2025年12月22日にオープンした「Skhole by JDN(スコレーバイジェイディーエヌ)」の顔となる、大事なロゴを手がけてくれたのは、グラフィックデザイナーの清水艦期さんです。

余暇を意味する「Skhole」という言葉に、どのように学びのイメージを重ねたのか。点と点がつながり、発見へと広がっていく清水さん自身の“学び”の考え方とともに、ロゴに込めた想いをうかがいました。

繋がる出会い。作品に宿る清水さんのデザイン哲学

――まずは清水さんの経歴について教えてください。

長岡造形大学を卒業後、広告制作会社のアドブレーンなどのデザイン事務所を経て、相楽賢太郎さんが代表を務める「POLARNO」に4〜5年所属していました。2022年に独立し、ちょうど3年ほどになります。

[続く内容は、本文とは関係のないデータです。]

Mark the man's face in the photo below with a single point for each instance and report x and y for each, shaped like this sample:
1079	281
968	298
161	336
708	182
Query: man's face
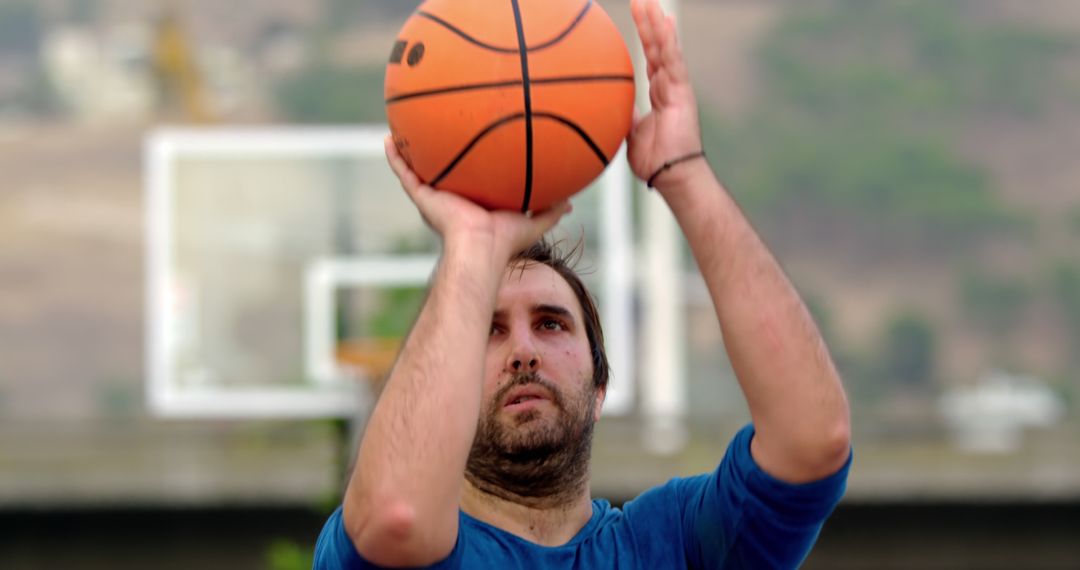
538	394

清水艦期 グラフィックデザイナー/アートディレクター。1990年生まれ、長野県出身。長岡造形大学卒業後、数社のデザイン事務所を経てPOLARNOに所属。2022年1月に独立

――ご自身で印象に残っているお仕事を教えてください。

東京・阿佐ヶ谷にある釣り堀「釣り堀寿々木園」のデザインが印象に残っています。クライアントの方とも良い関係が築けていて、ロゴまわりからグッズ、ポスターまで幅広く手がけています。最近話題のドラマ『ひらやすみ』でも主人公のアルバイト先として登場して、ロゴが映り込んだときはとても嬉しかったです。

清水さんがデザインした、「釣り堀 寿々木園」のロゴ
ロゴデザインからはじまり、グッズデザインなども担当している

――そもそも、このお仕事はどんなきっかけでスタートしたんでしょうか?

宣伝会議のアートディレクター講座の卒業制作で、勝手にロゴをつくらせてもらったのがきっかけです(笑)。一応つくる前に許可はいただいたんですが、SNSに載せていたら後を継いだ息子さんが見つけてくださり、「使っていいですか?」と声をかけていただきました。課題でつくったロゴがそのまま採用されて、そこからお付き合いが続いています。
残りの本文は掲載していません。